All of the women returned for follow-up visits every 4 months for the first year and every 6 months after that for up to 5 years.
Tumor characteristics were similar between groups. Overall, about 70 percent of the women had primary tumors that were smaller than 2 cm, and 90 percent of tumors were estrogen receptor-positive. Most women (91 percent) had breast-conserving surgery, and 98 percent of those women received radiation therapy. Nearly all of the women in both groups received hormone therapy, chemotherapy, or a combination of both treatments.
After 5 years of follow-up, about 84 percent of women who underwent ALND were alive and disease free, compared with about 88 percent of those who had SLNB only. The rate of axillary recurrence was also very low in both groups. These equivalent outcomes were achieved even though 13 percent of patients in the ALND group were found to have cancer cells in axillary lymph nodes other than the sentinel nodes, indicating that some women in the group that did not undergo ALND likely also had cancer cells in their axillary nodes.
As expected, women who underwent ALND had more side effects than women who did not. For example, lymphedema occurred in 13 percent of women who underwent ALND but only in 3 percent of women who had no further surgery.
Both ACOSOG Z0011 and IBCSG 23-01 recruited fewer participants than planned, which may limit the strength of their findings. And women and their doctors should be careful not to extrapolate the findings from these two trials to populations that were not included in the studies.
“These results of IBCSG 23-10 are practice-changing when co-interpreted with those of Z0011,” wrote John R. Benson, MD, of the Cambridge University Teaching Hospitals Trust in an accompanying editorial. “In the aftermath of Z0011, many breast cancer centers have already abandoned [ALND] for patients positive for sentinel lymph node biopsy with micrometastatic foci only; results from IBCSG 1-23 support this change in practice and provide justification for omission of [ALND] in selected patients who undergo mastectomy.”
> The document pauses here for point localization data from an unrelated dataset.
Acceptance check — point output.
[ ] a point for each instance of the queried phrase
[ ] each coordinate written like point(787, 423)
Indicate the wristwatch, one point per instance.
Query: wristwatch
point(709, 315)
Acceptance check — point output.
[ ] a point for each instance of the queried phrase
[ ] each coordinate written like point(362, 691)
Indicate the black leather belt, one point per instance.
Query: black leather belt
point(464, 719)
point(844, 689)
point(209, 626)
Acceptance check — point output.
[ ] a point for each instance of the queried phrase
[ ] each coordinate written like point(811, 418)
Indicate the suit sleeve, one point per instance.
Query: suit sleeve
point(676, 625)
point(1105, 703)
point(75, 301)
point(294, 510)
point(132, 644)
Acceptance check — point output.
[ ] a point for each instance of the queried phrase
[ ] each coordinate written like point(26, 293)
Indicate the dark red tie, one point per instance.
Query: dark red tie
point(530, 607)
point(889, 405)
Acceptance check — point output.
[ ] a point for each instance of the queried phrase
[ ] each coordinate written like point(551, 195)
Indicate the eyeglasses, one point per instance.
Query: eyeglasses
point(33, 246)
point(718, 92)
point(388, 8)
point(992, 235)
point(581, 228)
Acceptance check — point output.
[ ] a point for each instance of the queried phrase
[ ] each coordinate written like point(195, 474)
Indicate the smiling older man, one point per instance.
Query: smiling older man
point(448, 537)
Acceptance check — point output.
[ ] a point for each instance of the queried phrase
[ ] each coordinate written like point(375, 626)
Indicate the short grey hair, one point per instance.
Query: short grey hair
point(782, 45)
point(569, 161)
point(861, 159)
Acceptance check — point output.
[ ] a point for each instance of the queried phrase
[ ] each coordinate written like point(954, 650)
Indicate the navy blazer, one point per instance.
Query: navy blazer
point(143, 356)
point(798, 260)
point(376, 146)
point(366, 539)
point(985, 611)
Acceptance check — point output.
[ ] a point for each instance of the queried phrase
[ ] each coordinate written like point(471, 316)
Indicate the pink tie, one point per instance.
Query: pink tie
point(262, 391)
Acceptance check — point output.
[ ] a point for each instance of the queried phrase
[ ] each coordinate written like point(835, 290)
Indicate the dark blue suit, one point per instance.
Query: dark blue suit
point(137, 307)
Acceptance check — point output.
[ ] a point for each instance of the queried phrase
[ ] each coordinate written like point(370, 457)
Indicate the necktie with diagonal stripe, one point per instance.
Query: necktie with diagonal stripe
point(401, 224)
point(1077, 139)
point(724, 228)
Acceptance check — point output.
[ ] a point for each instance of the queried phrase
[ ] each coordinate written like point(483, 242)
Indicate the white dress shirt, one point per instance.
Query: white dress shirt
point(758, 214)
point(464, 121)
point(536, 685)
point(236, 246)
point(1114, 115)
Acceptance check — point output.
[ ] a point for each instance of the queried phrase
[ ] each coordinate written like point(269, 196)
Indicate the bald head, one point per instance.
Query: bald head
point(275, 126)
The authors noted that although metastases may have been present in the lymph nodes of some patients who did not undergo ALND in IBSCG 23-01, almost all patients had some form of additional treatment that could have helped eliminate remaining cancer cells. In the group that did not undergo ALND, 98 percent of women who had breast-conserving surgery had radiation therapy. In addition, 95 percent of those who did not undergo ALND had either chemotherapy, hormone therapy, or both, which can kill cancer cells throughout the body.
“Patients should discuss these findings with their doctors,” said Jo Anne Zujewski, MD, head of breast cancer therapeutics at NCI. “Some patients, especially those for whom radiation therapy plus chemotherapy and/or hormonal therapy is planned, may be able to avoid an axillary lymph node dissection.”